Right then I fully understood why a person would throw herself in front of a speeding car to save the life of her child. Without a second thought, I would have gone through the entire pregnancy again. I would have suffered the four month long campout on the bathroom floor as my stomach turned itself inside out. I would have gladly experienced the unrelenting heartburn brought on even by drinking water, or the swelling in my feet that magically increased my shoe size from a seven to a nine. I would have suffered with the hemorrhoids so painful that I could barely sit at times, or the leg cramps and night sweats that kept me up night after night. I wouldn’t have thought twice about going through twenty one hours of labor so painful that no book on the planet could have prepared me for. And in the end, I would have undergone major surgery that would forever leave a battle scar on my once flawless belly. I would have endured it all again just to have that one precious moment with my son. I had done all of the research on ways of getting a baby into the world, but nothing could have conveyed to me the unspeakable love that would instinctively poor from my heart to my baby. Ethan Gilbreth had made it, all eight pounds eight ounces and twenty two inches of him. It was 12:37 a.m. on February 10, 2004 and I was beat.

(I should add that I am going to write up Hailey's birth story and post it like I meant to do on her birthday last month. I did not forget about her, I was just really busy.)

6 comments:

Ute Family said...

Ethan was such a cute baby...I can't believe how long and curly his hair was in the haircute picture!

Miles and Bex said...

Wow! I have a lot of catching up to do. I guess I haven't been blogging much. It is fun reading about other peoples birth stories. Can't wait to see all your crafts!

Joey and Nettifer said...

I Love reading birth stories. I have never written M's. Her bday is coming up and I think I will. Happy Birthday Ethan. Does this poor guy still hate primary?

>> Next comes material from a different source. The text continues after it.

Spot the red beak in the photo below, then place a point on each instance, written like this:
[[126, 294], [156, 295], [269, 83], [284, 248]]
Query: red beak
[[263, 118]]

Ethan looks adorable and I love how he still kind of looks the same

Staci said...

do you have all his pictures on a disc because i wanted to do the video thing for adam and i have nothing digitalized. i'd have to go and take pictures of the pictures.

love your story. happy late birthday ethan!

Ash said...

Happy Birthday Eth! What a cute little guy he is!! Veronica, you're awesome!!

Carli said...

how the heck do i ad friends and fave sites? I am so dumb! cute video of ethan!